Romp with me on the Beach at Ipanema (Really!)

A sunga `High school days. Sometimes I think we never get past them; however, I don’t think many high schoolers are romping on the Beach at Ipanema on the 4th of July—perhaps these days they are, what with the 2%’s money and the ever-present need of parents to buy their teenagers’ approval. I know the kind of travel privileged university students have done by the time they arrive at their elite schools—to say nothing of their collegiate Spring Break adventures.

(Damn! I sound like a crotchety, jealous old man.)

I was on the Beach at Ipanema on July 4, 1990 (at age 45, if you must know). My professor colleagues did their best to hook me up with a Brazilian Adonis in a tanga or sunga, but I was too fair-skinned (we knew before our trip that, no matter how much sun we got, we would  be the least-tanned folk on the beach), and far too frightened of being mugged or worse by some gorgeous stranger in a strange land.

Staring down the gun barrel of an Israeli tank in a street in Bethlehem shortly after the Second Intifada (mercifully, my second stay in Bethlehem was much different—joyful and rewarding) and visiting the village in Gaza where Rachel Corrie died are hardly the stuff of Spring Break trips for high schoolers or their (somewhat) morphed university selves.

(This did not start as a grouchy rant about the life-long privilege of the students I teach, most of whom I come to respect and a few of whom I grow to think on with great fondness.)
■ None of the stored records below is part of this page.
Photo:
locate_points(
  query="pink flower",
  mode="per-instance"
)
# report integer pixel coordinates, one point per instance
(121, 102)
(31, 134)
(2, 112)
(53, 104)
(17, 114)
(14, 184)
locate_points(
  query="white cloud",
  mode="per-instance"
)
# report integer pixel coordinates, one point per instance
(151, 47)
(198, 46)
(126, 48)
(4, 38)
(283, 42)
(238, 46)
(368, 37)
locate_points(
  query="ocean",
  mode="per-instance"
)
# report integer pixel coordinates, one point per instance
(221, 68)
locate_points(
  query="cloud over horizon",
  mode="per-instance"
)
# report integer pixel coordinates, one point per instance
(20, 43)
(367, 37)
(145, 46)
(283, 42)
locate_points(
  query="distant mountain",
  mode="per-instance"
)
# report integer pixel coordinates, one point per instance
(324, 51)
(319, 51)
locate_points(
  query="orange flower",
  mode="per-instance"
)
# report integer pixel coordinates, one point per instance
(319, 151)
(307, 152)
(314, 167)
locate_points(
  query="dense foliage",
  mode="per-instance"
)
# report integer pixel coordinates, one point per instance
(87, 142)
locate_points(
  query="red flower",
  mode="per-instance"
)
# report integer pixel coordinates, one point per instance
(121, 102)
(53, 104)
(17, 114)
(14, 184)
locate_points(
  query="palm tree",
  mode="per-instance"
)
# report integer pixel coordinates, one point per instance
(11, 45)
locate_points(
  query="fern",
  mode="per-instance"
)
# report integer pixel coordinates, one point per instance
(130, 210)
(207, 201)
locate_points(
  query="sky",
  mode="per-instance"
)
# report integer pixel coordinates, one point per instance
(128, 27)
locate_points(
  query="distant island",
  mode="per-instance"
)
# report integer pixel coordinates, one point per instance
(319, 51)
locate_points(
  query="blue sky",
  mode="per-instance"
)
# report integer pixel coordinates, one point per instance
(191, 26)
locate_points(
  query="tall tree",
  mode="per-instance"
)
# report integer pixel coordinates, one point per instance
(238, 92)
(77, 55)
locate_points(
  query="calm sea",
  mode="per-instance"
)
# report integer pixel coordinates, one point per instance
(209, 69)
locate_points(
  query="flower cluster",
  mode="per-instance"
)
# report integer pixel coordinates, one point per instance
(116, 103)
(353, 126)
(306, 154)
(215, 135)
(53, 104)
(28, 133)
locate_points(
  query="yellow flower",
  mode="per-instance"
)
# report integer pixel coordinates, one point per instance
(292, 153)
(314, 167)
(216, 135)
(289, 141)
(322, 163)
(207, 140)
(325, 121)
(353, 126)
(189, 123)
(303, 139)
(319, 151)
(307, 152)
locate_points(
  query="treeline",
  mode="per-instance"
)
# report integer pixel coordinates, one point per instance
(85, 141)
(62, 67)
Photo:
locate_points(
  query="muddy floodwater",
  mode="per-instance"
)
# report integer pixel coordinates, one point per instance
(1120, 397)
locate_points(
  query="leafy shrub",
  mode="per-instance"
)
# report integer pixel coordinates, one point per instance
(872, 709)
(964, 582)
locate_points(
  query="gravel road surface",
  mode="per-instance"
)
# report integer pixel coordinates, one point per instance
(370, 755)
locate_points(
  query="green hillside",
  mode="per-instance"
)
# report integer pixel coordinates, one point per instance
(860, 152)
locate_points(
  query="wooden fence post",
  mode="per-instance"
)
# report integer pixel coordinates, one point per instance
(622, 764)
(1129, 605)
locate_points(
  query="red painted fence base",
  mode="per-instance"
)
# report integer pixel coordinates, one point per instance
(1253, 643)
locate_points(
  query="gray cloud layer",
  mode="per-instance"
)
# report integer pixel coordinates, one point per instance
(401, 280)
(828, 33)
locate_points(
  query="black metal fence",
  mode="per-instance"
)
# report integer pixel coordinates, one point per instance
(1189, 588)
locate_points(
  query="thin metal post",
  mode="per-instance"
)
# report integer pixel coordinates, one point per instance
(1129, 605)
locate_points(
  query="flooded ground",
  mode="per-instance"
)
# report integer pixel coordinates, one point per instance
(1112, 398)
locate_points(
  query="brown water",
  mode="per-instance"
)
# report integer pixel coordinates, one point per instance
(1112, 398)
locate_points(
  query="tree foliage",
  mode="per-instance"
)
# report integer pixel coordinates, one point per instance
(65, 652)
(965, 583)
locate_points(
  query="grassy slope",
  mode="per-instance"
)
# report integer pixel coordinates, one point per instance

(I am, however, a crotchety, jealous old man.)
If I am allowed to teach for two more years (if you’re reading this and don’t want to support me through food stamps in my old age, hold a good thought in that direction toward my department chair), I will close my career with a new topic for my first-year “Discovery and Discourse” (Freshman English) classes: Emily Dickinson, the lady from Amherst, MA, whom academics “. . . now consider [] to be a major American poet” (1).

Disclaimers. 1) My title above was an enticement. You’ve already read all I’ll write about Ipanema; and 2) I am too poor to retire—the result of being a drunk for the first 40 years of my life and of being an American raped and pillaged by the Republicans and their friends the bankers.

Alas. I’ve almost reached my word limit for the day, and I’m not even at my topic yet. Dickinson.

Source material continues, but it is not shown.